For the years ended December 31, 2008 and 2007, our consolidated statement of operations includes
restructuring charges relating to the initiatives discussed above of $216.1 million and $96.4 million,
respectively.
Additional efficiency and cost saving initiatives may be developed during 2009. However, we presently
do not have firm plans or estimates of any related expenses. See Note 12 to the Notes to our
consolidated financial statements included in this Annual Report under caption ‘‘Item 8—Financial
Statements and Supplementary Data.’’
Risk Management
Three types of generally insurable risks arise in our operations:
legal liability arising from the operation of our cars and on-road equipment (vehicle liability);
legal liability to members of the public and employees from other causes (general liability/
workers’ compensation); and
• risk of property damage and/or business interruption and/or increased cost of working as a
consequence of property damage.
In addition, we offer optional liability insurance and other products providing insurance coverage, which
create additional risk exposures for us. Our risk of property damage is also increased when we waive the
provisions in our rental contracts that hold a renter responsible for damage or loss under an optional loss
or damage waiver that we offer. We bear these and other risks, except to the extent the risks are
transferred through insurance or contractual arrangements.

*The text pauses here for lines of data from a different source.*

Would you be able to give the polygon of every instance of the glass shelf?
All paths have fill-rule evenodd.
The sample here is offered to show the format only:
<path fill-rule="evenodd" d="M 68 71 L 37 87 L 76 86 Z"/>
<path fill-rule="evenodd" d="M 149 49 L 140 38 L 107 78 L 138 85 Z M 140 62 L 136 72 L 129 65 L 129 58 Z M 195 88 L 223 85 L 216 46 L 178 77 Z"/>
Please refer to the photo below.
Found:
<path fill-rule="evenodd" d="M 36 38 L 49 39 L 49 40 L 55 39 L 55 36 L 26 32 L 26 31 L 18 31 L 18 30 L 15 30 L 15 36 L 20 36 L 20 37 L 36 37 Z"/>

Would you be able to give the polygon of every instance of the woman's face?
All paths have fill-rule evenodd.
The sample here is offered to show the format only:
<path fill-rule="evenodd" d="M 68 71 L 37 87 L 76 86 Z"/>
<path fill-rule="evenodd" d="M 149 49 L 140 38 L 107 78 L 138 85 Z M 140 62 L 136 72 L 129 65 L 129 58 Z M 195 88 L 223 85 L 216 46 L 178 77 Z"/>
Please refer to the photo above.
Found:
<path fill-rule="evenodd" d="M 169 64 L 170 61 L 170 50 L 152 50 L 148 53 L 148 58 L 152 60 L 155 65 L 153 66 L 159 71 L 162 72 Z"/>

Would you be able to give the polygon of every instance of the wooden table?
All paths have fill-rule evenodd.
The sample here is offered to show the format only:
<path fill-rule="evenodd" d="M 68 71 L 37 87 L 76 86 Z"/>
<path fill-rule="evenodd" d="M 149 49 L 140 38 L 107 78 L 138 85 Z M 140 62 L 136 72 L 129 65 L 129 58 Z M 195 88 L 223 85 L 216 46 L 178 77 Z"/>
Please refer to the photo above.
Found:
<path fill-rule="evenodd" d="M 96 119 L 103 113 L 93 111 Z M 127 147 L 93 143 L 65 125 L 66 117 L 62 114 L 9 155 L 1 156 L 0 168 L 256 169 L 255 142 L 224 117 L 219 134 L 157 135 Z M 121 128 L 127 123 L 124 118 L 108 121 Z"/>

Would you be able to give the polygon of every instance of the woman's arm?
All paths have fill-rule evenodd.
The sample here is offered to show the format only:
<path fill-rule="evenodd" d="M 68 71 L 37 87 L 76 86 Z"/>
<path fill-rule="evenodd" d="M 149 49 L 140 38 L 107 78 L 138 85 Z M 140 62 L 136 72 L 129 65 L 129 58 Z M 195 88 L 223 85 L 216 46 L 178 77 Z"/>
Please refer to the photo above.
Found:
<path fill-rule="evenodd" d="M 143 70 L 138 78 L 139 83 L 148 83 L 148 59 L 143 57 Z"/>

In many cases we self-insure our risks or reinsure risks through wholly-owned insurance subsidiaries.
We mitigate our exposure to large liability losses by maintaining excess insurance coverage, subject to
deductibles and caps, through unaffiliated carriers with respect to our domestic operations and our car
rental operations in Europe. For our international operations outside of Europe and for HERC’s
operations in Europe, we maintain some liability insurance coverage with unaffiliated carriers. We also
maintain property insurance through our captive insurer, Probus Insurance Company Europe Limited, or
‘‘Probus’’ (with the risk reinsured with unaffiliated insurance carriers) in Europe, subject to deductibles.